# CPSC 532S Assigment 5(b): Graph Neural Networks 

The goal of this part of the assignment is to get you familiar with implementing graph neural network in pytorch. Recently, there has been an explosion of research in the field of graph neural network. In this assignment we will start with the vanilla variant of graph neural network and develop other variants such as gated GNN and Graph Attention Networks. 

### Setup 

You will need to install pytroch_geometric for this part of the assigment.

"*PyTorch Geometric (PyG) is a geometric deep learning extension library for PyTorch.
It consists of various methods for deep learning on graphs and other irregular structures, also known as geometric deep learning, from a variety of published papers. In addition, it consists of an easy-to-use mini-batch loader for many small and single giant graphs, multi gpu-support, a large number of common benchmark datasets (based on simple interfaces to create your own), and helpful transforms, both for learning on arbitrary graphs as well as on 3D meshes or point clouds*"

To install pytorch geometric follow the instructions below:

1. Determine the pytorch version and CUA version pytroch was installed with

In [None]:
import os
import torch 
print('Pytorch Version:',torch.__version__); print('CUDA version:',torch.version.cuda)

Pytorch Version: 1.7.1
CUDA version: 10.1


Now we will set some environment variable that will indicate which version of the pytorch gemetric binaries(and dependencies) we will have to install. 

You will need a pytroch with version >= 1.4.0. You will have to set the `$TORCH` variable to one of(`1.4.0`, `1.5.0`, `1.6.0`, `1.7.0`, `1.8.0`).

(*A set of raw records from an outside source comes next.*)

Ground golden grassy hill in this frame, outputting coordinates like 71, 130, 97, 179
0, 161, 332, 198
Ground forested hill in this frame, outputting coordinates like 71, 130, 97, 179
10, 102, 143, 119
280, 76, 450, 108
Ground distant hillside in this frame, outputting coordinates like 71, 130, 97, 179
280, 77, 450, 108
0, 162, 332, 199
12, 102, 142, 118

For a pytroch version of the form `1.x.y` set the `$TORCH` variable to `1.x.0` in the cell below. For example, I have pytroch `1.7.1` so i set the variable to `1.7.0`. 

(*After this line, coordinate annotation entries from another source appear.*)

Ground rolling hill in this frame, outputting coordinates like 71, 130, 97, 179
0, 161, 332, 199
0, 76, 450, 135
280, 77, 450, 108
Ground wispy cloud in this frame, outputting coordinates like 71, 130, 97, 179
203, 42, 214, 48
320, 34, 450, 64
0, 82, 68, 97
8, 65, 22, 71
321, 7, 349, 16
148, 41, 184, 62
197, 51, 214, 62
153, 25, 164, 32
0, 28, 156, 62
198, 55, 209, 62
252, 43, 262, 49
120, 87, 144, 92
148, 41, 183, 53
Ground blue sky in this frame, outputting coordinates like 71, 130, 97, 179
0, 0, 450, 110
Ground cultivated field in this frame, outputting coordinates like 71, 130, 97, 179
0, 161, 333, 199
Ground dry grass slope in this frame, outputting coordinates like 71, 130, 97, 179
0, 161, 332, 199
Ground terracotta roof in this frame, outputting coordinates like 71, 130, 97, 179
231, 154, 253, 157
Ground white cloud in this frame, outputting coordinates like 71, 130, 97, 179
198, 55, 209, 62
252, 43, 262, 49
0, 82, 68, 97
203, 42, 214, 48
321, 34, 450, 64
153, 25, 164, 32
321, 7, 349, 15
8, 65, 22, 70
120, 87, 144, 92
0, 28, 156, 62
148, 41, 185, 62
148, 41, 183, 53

Similarly of the cuda versions, set the `$CUDA` variable to on of (`cpu`, `cu92`, `cu101`, `cu102`, `cu110`, `cu111`). The number at the end indicate the cuda version. If you have a cuda version `10.1` then use `cu101`.

**Make sure you set this appropiately or else the libraires wont work.**

In [None]:
os.environ['TORCH'] = '1.7.0'
os.environ['CUDA'] = 'cu101'

Install the relevant packages using the command below.

In [None]:
!pip install torch-scatter -f https://pytorch-geometric.com/whl/torch-${TORCH}+${CUDA}.html
!pip install torch-sparse -f https://pytorch-geometric.com/whl/torch-${TORCH}+${CUDA}.html
!pip install torch-cluster -f https://pytorch-geometric.com/whl/torch-${TORCH}+${CUDA}.html
!pip install torch-spline-conv -f https://pytorch-geometric.com/whl/torch-${TORCH}+${CUDA}.html
!pip install torch-geometric

The main reason we are using Pytorch Geometric of this assignemt is beacuse it has a large collection of datasets that can be readily used. Additionally, they have implementation of Dataloader which can be tricky in case of graph as batching graphs with varying number of nodes is not as easy as stacking in case of images.

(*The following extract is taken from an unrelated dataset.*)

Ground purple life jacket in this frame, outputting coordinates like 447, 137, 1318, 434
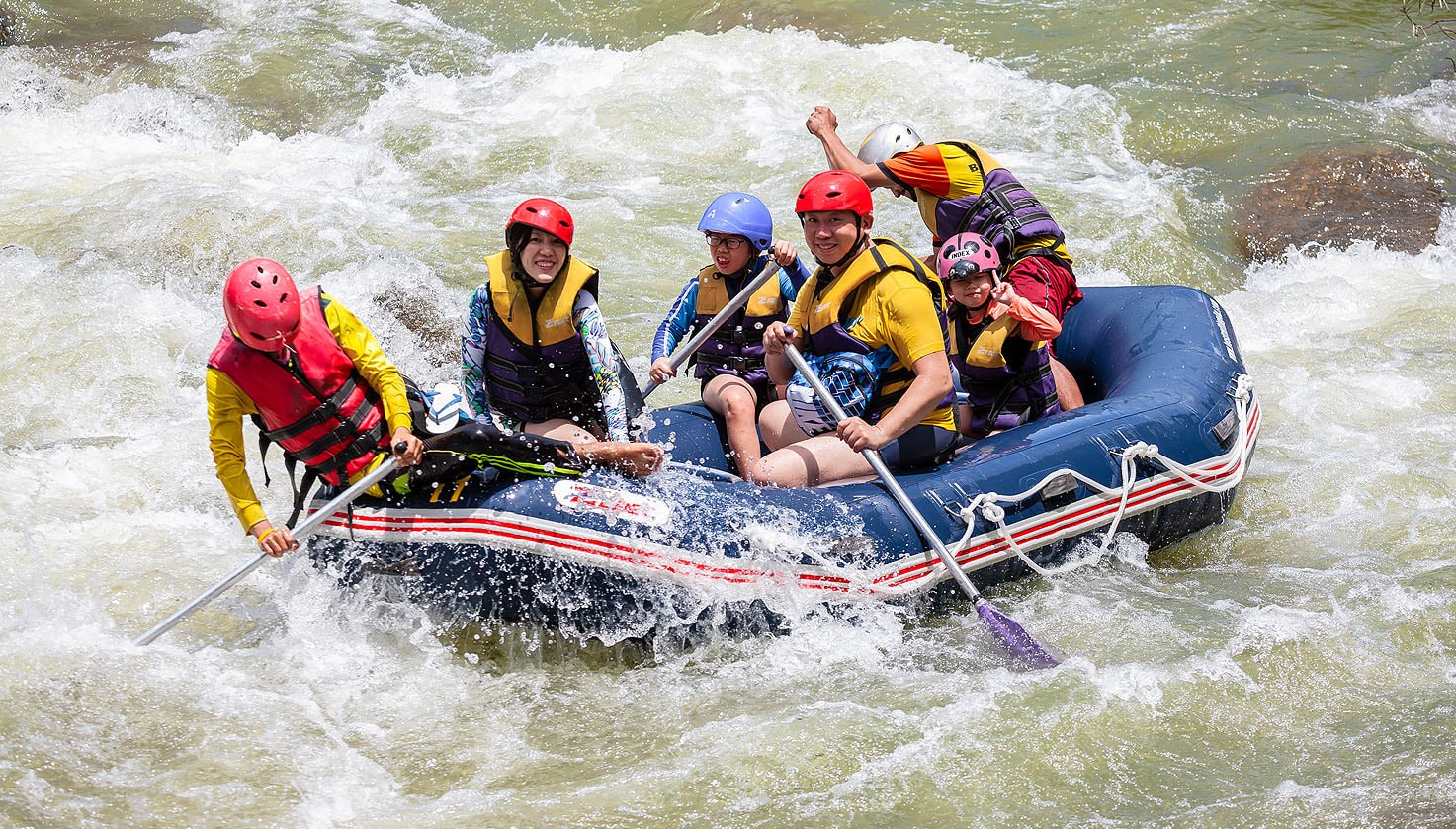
935, 141, 1071, 269
951, 310, 1062, 438
693, 258, 788, 387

Please go through https://pytorch-geometric.readthedocs.io/en/latest/notes/introduction.html to understand how Pytroch Geometric handles graph data

## Dataset

In this assignment we will use Cora dataset.

"*The Cora dataset consists of 2708 scientific publications classified into one of seven classes. The citation network consists of 5429 links. Each publication in the dataset is described by a 0/1-valued word vector indicating the absence/presence of the corresponding word from the dictionary. The dictionary consists of 1433 unique words.*"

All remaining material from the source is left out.